Signed-off-by: Dave Chinner <dchinner@redhat.com>
Signed-off-by: Dave Chinner <david@fromorbit.com>
---
 fs/xfs/libxfs/xfs_trans_resv.c | 56 +++++++++++++++++++++++++++++-------------
 fs/xfs/libxfs/xfs_trans_resv.h | 10 --------
 2 files changed, 39 insertions(+), 27 deletions(-)

diff --git a/fs/xfs/libxfs/xfs_trans_resv.c b/fs/xfs/libxfs/xfs_trans_resv.c
index 68cb1e7..d495f82 100644
--- a/fs/xfs/libxfs/xfs_trans_resv.c
+++ b/fs/xfs/libxfs/xfs_trans_resv.c
@@ -64,6 +64,28 @@ xfs_calc_buf_res(
 }
 
 /*
+ * Per-extent log reservation for the allocation btree changes
+ * involved in freeing or allocating an extent.
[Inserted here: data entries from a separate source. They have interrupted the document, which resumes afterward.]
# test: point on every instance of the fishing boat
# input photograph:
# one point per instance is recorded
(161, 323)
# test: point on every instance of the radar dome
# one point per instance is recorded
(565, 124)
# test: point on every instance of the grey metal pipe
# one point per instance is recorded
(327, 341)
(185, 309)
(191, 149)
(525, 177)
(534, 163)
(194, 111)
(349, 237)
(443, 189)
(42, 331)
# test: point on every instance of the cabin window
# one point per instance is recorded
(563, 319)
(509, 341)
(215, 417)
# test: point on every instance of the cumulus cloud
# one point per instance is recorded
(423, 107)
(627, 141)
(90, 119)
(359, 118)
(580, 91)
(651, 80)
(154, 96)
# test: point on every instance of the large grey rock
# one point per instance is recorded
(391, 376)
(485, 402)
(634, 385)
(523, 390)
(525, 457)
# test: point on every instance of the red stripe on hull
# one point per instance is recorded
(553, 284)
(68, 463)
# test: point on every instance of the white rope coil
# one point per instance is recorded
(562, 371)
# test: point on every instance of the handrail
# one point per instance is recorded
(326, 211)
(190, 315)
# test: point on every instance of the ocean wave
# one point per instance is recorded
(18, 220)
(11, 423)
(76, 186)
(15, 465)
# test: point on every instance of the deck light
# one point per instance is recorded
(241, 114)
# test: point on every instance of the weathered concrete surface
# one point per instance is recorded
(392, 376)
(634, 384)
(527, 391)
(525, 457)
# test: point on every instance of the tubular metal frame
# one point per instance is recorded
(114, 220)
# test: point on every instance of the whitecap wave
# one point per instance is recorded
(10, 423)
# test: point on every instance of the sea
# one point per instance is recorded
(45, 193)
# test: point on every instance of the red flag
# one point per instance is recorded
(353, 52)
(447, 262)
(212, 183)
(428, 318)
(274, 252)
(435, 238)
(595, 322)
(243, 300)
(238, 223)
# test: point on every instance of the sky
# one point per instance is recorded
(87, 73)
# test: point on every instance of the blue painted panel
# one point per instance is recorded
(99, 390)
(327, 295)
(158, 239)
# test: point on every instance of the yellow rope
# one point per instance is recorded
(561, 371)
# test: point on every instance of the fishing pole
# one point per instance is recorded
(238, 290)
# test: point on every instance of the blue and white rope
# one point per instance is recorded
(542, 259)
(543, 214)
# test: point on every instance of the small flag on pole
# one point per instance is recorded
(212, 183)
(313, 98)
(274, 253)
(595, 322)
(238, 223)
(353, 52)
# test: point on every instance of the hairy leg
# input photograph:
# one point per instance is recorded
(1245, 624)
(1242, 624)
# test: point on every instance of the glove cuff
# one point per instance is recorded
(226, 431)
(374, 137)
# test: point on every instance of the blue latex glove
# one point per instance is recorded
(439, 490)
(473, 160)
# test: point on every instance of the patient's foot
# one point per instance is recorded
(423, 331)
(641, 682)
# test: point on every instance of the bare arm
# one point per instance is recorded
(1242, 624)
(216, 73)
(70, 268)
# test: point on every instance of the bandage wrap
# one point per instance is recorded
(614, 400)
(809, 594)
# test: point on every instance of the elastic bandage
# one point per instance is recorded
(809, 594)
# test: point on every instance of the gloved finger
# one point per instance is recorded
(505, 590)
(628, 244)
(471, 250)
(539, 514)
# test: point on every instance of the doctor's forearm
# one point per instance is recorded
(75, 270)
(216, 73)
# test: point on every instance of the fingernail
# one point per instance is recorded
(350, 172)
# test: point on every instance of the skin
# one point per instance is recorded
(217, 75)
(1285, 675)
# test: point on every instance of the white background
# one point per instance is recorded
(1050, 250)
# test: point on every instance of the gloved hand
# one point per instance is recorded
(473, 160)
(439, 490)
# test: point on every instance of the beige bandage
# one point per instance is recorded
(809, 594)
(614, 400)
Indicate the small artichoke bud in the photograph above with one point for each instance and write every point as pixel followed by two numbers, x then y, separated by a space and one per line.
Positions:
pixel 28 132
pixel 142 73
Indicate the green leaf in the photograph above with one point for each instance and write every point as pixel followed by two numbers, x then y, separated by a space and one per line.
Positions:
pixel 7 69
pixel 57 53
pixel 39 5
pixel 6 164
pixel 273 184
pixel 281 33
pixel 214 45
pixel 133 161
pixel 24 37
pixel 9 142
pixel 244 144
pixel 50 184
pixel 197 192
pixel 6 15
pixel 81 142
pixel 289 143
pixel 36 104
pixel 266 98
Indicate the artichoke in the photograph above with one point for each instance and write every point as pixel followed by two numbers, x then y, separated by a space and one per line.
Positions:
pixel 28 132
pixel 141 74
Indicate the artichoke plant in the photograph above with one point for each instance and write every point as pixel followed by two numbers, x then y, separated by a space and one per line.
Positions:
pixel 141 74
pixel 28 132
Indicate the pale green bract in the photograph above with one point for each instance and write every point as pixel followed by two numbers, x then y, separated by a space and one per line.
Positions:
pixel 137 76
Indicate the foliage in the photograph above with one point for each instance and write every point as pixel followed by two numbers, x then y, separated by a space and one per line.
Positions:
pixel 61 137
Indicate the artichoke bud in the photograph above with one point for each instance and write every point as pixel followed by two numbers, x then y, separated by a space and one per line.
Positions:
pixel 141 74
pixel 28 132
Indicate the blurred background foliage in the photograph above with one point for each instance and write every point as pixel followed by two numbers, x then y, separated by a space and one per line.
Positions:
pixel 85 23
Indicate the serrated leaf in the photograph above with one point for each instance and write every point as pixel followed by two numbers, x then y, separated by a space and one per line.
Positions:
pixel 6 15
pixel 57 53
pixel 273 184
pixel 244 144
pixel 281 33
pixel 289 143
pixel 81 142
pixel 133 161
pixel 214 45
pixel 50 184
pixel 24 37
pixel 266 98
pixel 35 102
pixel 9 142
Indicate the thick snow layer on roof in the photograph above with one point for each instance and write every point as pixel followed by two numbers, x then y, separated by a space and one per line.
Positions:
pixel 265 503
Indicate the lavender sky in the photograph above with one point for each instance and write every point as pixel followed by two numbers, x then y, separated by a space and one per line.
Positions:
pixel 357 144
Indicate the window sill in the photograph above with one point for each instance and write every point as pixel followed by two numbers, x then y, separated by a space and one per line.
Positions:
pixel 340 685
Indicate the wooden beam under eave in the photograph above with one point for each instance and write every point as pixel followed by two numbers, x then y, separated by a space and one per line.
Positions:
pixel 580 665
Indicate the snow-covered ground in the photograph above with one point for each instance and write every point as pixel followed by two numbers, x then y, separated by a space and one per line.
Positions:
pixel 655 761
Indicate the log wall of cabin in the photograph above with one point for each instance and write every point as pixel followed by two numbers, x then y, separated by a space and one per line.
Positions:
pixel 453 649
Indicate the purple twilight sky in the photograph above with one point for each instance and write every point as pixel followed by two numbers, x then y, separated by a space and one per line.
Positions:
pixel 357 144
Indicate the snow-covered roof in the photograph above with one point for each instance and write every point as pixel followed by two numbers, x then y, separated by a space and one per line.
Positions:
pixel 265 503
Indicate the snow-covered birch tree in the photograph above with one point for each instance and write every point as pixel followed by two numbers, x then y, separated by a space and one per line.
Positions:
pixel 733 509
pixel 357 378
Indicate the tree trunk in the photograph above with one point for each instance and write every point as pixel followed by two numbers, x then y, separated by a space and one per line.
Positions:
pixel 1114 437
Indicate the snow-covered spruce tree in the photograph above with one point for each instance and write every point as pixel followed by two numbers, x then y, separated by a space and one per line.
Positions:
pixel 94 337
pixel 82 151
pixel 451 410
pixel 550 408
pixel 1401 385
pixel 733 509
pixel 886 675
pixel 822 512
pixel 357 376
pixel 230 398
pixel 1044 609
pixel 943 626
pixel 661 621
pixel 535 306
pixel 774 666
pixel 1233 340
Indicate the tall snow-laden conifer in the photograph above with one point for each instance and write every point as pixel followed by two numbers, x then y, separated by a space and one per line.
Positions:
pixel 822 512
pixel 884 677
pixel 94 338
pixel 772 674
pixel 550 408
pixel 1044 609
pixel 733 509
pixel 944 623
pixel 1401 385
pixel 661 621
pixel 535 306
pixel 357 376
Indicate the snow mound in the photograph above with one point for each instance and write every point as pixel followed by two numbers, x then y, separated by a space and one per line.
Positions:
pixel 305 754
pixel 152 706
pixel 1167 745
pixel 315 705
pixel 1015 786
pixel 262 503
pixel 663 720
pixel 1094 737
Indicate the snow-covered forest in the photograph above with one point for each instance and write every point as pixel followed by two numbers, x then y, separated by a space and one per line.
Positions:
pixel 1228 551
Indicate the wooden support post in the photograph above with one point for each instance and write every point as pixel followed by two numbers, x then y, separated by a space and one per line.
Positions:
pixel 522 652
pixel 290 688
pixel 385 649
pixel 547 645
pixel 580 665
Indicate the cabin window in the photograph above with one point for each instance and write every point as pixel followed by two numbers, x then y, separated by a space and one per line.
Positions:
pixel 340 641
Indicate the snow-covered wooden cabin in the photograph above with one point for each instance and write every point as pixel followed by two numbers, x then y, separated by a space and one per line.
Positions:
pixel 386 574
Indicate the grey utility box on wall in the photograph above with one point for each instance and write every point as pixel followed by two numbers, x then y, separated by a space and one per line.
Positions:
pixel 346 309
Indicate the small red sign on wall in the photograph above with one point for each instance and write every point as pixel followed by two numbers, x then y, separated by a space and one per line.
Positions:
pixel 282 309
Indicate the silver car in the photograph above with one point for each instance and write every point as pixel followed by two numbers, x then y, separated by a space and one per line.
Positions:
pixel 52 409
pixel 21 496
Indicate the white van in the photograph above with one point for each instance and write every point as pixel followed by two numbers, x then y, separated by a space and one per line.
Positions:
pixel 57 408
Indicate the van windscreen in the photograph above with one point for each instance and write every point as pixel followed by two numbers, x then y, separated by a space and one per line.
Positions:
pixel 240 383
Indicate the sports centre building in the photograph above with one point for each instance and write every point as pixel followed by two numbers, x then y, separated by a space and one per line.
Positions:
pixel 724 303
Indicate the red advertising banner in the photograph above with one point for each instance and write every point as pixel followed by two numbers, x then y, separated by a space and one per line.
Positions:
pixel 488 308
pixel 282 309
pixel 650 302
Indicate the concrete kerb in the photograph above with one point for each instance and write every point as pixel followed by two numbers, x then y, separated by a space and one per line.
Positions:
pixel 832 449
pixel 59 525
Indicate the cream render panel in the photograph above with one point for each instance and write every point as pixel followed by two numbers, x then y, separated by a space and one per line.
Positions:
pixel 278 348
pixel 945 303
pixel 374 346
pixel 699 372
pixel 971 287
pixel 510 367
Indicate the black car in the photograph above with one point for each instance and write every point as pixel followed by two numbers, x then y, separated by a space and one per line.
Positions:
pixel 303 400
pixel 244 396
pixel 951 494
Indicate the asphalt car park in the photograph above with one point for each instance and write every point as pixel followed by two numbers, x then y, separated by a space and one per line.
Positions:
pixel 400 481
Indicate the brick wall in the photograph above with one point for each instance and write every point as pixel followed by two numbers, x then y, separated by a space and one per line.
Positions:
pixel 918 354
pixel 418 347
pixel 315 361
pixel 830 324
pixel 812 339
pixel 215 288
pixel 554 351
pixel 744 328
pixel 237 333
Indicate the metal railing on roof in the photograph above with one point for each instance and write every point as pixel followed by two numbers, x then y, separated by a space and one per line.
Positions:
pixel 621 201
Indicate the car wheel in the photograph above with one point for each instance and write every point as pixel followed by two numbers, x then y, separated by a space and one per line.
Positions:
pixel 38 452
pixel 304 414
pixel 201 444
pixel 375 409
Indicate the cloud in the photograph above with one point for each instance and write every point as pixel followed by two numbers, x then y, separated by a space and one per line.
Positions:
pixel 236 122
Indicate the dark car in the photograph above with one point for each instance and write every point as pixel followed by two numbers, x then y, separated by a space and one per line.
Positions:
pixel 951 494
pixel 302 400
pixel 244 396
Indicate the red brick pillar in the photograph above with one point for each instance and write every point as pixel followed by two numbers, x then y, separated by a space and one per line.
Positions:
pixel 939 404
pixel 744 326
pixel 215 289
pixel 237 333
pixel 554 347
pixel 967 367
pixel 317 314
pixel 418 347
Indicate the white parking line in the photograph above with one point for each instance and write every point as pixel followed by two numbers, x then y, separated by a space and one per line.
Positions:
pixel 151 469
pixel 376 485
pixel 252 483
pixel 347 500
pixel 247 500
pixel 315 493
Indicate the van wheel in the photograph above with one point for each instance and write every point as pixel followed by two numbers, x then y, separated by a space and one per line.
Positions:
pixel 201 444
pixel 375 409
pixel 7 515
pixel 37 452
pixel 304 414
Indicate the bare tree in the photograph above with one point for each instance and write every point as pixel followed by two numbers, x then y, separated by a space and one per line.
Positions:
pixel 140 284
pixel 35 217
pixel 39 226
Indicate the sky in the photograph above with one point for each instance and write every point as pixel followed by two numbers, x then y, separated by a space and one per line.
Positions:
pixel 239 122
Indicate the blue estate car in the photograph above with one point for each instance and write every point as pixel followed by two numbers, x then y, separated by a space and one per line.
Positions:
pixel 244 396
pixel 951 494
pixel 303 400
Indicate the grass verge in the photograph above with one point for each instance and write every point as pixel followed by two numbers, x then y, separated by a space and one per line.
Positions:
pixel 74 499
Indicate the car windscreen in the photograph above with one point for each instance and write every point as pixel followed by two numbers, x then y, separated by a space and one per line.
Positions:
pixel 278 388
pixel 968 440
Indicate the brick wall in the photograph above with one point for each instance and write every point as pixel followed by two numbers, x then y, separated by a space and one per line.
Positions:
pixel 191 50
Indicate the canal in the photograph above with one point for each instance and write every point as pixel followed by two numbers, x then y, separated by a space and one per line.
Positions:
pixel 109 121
When rmap is not enabled,
+ * there are only two trees that will be modified (free space trees), and when
+ * rmap is enabled there will be three (freespace + rmap trees). The number of
+ * blocks reserved is based on the formula:
+ *
+ * num trees * ((2 blocks/level * max depth) - 1)
+ */
+static uint
+xfs_allocfree_log_count(
+	struct xfs_mount *mp,
+	uint		num_ops)
+{
+	uint		num_trees = 2;
+
+	if (xfs_sb_version_hasrmapbt(&mp->m_sb))
+		num_trees++;
+
+	return num_ops * num_trees * (2 * mp->m_ag_maxlevels - 1);
+}
+
+/*
  * Logging inodes is really tricksy. They are logged in memory format,
  * which means that what we write into the log doesn't directly translate into
  * the amount of space they use on disk.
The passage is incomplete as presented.